Presidente da AME Jardins, Daniela Seibel cobra verba da prefeitura e checa seguranças do bairro. "Descobrimos que dez tinham passagem pela polícia", diz

Por Ana Carolina Soares - Atualizado em 20 set 2019, 10h39 - Publicado em 20 set 2019, 06h00

De olho nos vigias > Presidente da associação de moradores AME Jardins, Daniela Seibel, 46, promove desde 2018 o cadastramento dos 720 vigias da região, em parceria com a polícia. Cerca de 50% já tiraram a carteirinha. Nesse processo, veio à tona o fato de que dez guardinhas tinham sido fichados por crimes como estupro e roubo. “Brinco dizendo que houve um ‘milagre do emprego’ aqui nos Jardins. Muitos pediram demissão só para não ir à delegacia. Imagine o que a gente poderia descobrir desse pessoal!”, questiona. Ela também busca patrocínio para instalar vinte câmeras que leem a placa dos veículos e, uma vez identificado envolvimento com ocorrências, acionam policiais. Cada uma custa 5 000 reais. “Segurança é fundamental”, ressalta.

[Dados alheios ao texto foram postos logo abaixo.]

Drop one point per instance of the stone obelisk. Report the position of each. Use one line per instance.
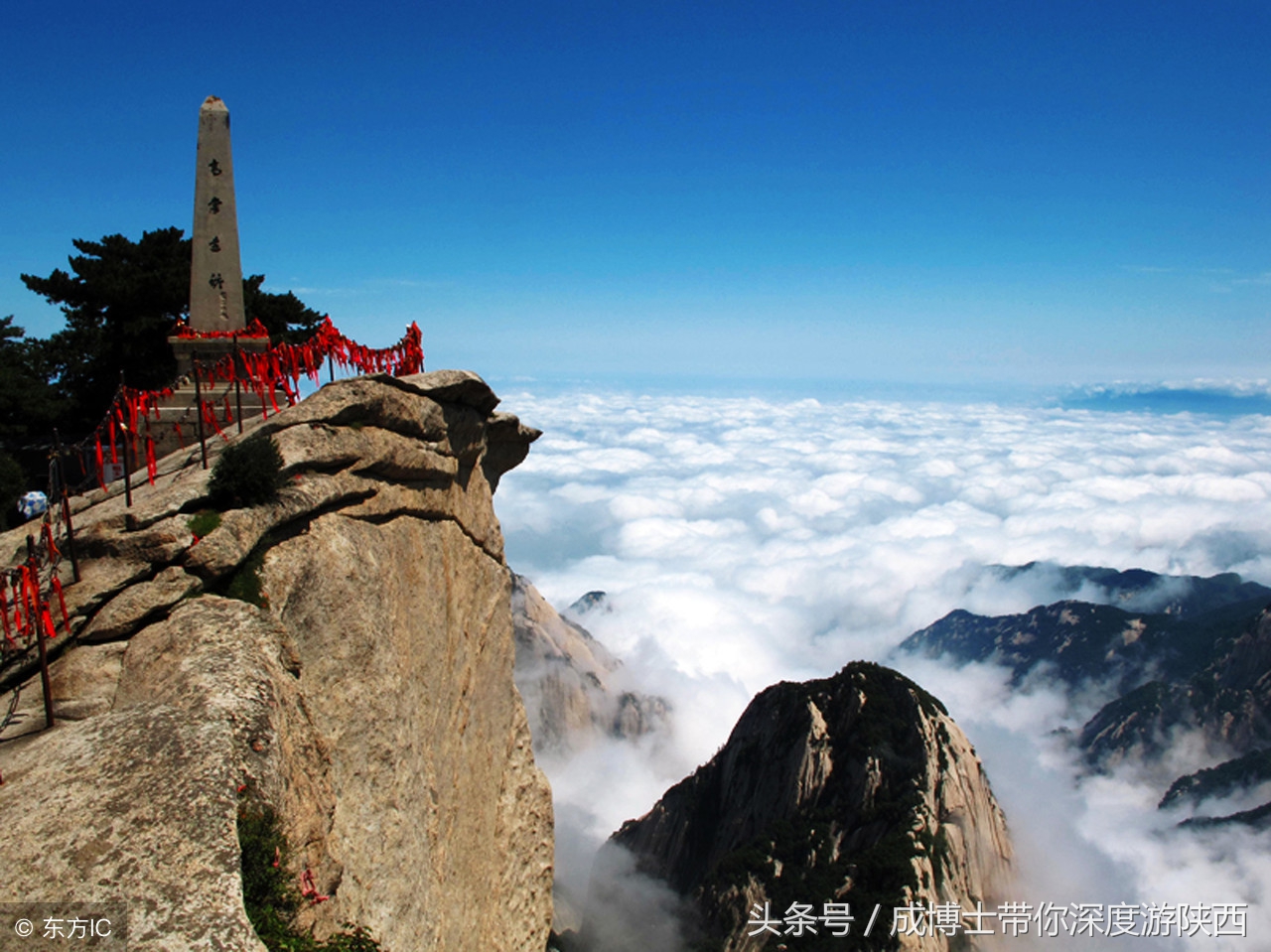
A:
(216, 273)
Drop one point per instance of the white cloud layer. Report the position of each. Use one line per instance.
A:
(745, 542)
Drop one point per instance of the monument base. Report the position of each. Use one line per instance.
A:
(212, 349)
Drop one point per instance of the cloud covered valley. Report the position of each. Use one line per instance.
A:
(741, 542)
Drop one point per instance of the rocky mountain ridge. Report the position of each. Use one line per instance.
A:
(1199, 662)
(367, 698)
(856, 788)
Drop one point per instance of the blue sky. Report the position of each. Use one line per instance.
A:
(953, 194)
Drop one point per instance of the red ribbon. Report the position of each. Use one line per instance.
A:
(62, 603)
(4, 612)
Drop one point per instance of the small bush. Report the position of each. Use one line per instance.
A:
(204, 521)
(270, 893)
(246, 473)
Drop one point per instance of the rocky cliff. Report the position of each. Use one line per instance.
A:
(571, 683)
(856, 788)
(367, 698)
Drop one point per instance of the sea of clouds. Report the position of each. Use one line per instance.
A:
(745, 540)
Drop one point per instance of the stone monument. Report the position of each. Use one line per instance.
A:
(216, 272)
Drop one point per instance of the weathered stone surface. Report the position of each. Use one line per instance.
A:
(367, 400)
(140, 603)
(461, 386)
(140, 802)
(240, 530)
(507, 444)
(430, 750)
(372, 706)
(373, 452)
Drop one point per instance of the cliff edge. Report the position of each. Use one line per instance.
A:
(367, 697)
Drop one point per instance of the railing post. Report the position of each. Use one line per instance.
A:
(238, 385)
(45, 683)
(127, 466)
(199, 408)
(67, 504)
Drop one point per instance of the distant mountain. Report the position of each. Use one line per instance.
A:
(1171, 625)
(856, 789)
(571, 683)
(1220, 780)
(1179, 653)
(1228, 702)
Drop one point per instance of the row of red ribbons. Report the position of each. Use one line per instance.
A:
(23, 609)
(255, 330)
(263, 372)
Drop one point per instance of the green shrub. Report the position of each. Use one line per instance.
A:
(204, 521)
(270, 893)
(246, 473)
(246, 585)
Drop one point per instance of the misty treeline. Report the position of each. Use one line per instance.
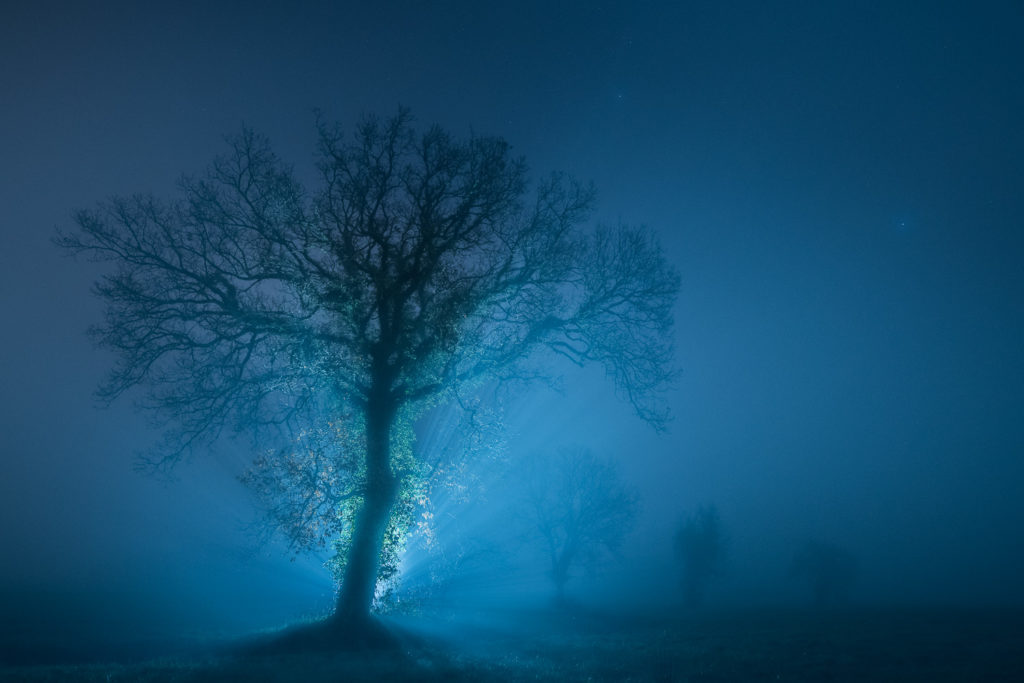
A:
(420, 270)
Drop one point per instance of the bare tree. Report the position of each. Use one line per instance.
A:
(420, 267)
(699, 546)
(580, 509)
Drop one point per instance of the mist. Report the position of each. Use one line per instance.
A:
(839, 189)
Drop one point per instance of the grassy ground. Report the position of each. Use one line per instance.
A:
(739, 645)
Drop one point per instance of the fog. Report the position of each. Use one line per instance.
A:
(839, 187)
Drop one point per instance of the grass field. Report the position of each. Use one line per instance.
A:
(922, 644)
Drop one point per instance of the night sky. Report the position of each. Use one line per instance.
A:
(840, 184)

Perigo no parquinho > Além disso, Daniela está no pé da prefeitura. Em dezembro, conseguiu 80 000 reais por meio de uma emenda proposta pela vereadora Janaina Lima (Novo). O dinheiro será usado para reformar a Praça Desembargador Manoel Gomes de Oliveira. “Contamos com essa quantia para emborrachar o piso do parquinho, que está um perigo para as crianças”, reclama. Segundo a assessoria de imprensa da administração municipal, o orçamento anda curto. Também já houve investimento de 710 000 reais em obras de zeladoria por lá.

Publicado em VEJA SÃO PAULO de 25 de setembro de 2019, edição nº 2653.